To many residents in New York, an estate plan is something that only old people need, or that only very wealthy people need. Both of these assumptions are quite incorrect. There are many facets to an estate plan that make it important for people of all ages and means to have. From identifying who will make medical decisions on one’s behalf to assigning the flow of assets upon death, an estate plan touches many things.
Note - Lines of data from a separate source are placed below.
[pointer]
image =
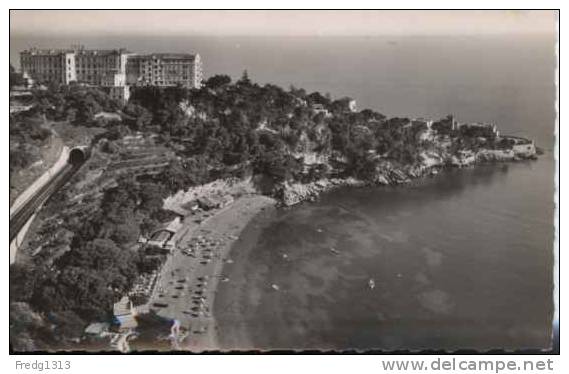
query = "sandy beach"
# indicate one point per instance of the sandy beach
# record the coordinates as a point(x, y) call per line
point(187, 285)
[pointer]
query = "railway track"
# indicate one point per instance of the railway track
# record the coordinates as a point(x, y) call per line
point(22, 215)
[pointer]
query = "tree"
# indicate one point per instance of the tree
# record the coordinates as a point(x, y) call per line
point(218, 81)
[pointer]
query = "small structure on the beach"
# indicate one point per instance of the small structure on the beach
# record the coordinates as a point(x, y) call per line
point(97, 328)
point(124, 314)
point(214, 202)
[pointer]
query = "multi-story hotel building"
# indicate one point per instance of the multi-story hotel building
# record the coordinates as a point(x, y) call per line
point(113, 70)
point(165, 69)
point(49, 65)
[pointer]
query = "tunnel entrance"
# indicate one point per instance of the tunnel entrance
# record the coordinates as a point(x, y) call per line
point(76, 156)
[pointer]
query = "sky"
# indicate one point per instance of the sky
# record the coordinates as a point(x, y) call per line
point(294, 23)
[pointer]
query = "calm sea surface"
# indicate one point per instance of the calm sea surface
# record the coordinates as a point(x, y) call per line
point(461, 260)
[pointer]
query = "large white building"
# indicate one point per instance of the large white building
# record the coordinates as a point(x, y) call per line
point(165, 69)
point(115, 70)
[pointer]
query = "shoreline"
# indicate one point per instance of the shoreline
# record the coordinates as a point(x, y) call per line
point(238, 226)
point(188, 285)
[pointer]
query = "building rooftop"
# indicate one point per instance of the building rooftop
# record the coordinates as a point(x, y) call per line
point(94, 52)
point(168, 56)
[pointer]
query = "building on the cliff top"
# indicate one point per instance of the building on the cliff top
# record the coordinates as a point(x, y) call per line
point(165, 69)
point(114, 70)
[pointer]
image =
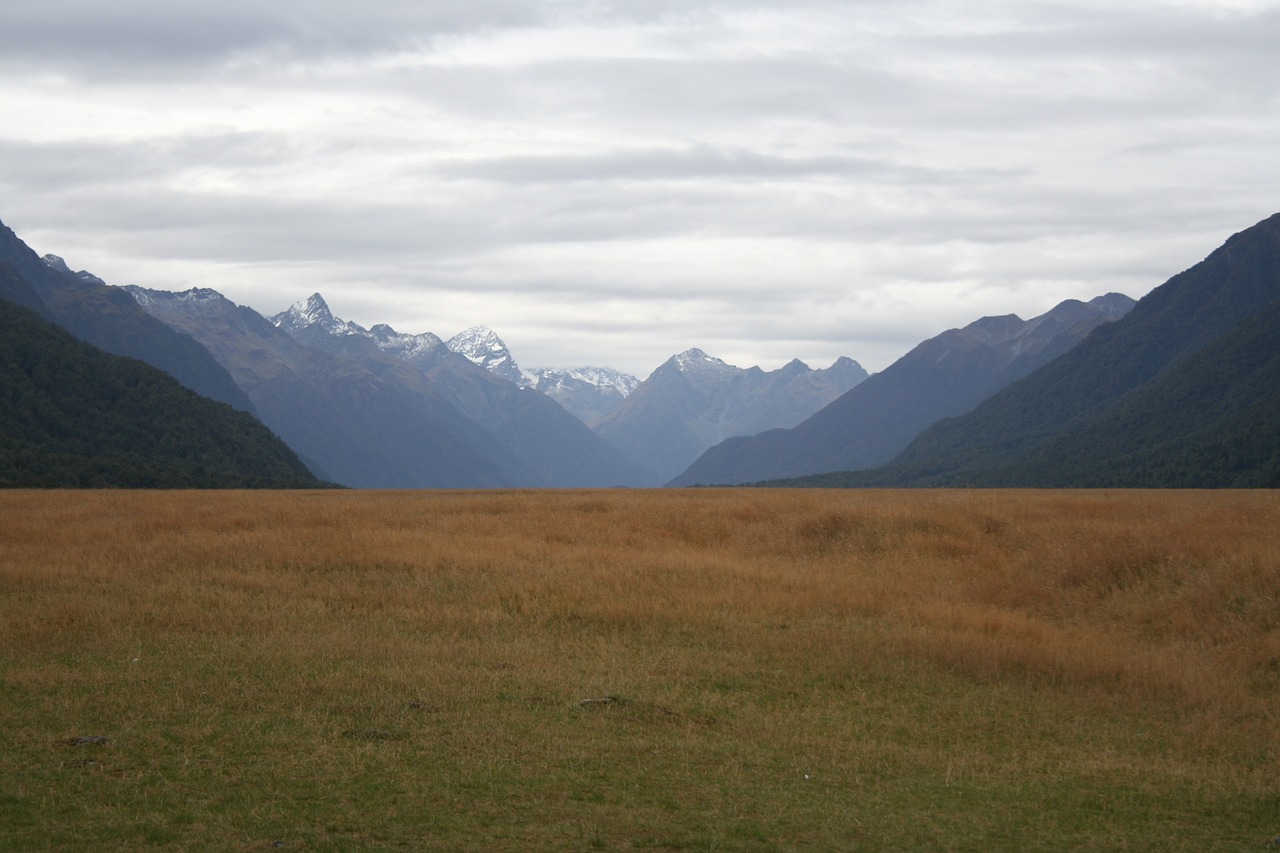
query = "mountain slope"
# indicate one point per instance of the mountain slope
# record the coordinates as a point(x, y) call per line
point(74, 416)
point(588, 393)
point(942, 377)
point(110, 320)
point(694, 401)
point(554, 447)
point(1142, 375)
point(362, 427)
As explained by Forbes, the two biggest mistakes often associated with estate planning are not having a plan at all and then creating a plan once but never reviewing or updating it. An estate plan should be considered a living thing, like the person to which it is attached. No person’s life remains exactly the same at all times and, therefore, their estate plan should not either.
Fidelity Investments indicates that multiple events should trigger a review of an estate plan. These may include the marriage or divorce of one’s self or one’s beneficiaries. The birth or death of a spouse, child, grandchild or other beneficiary may also necessitate an update. A significant change in the health of a person or their executor or trustee may also make it important to change some elements of a plan.
Job changes, the purchase or sale of major assets, the receipt of a large inheritance, a cross-state move or the purchase or sale of a business are other examples of events that logically change many aspects of a person’s estate plan. Some people find that making a habit of reviewing an estate plan every year an effective way of ensuring it is never out-of-date.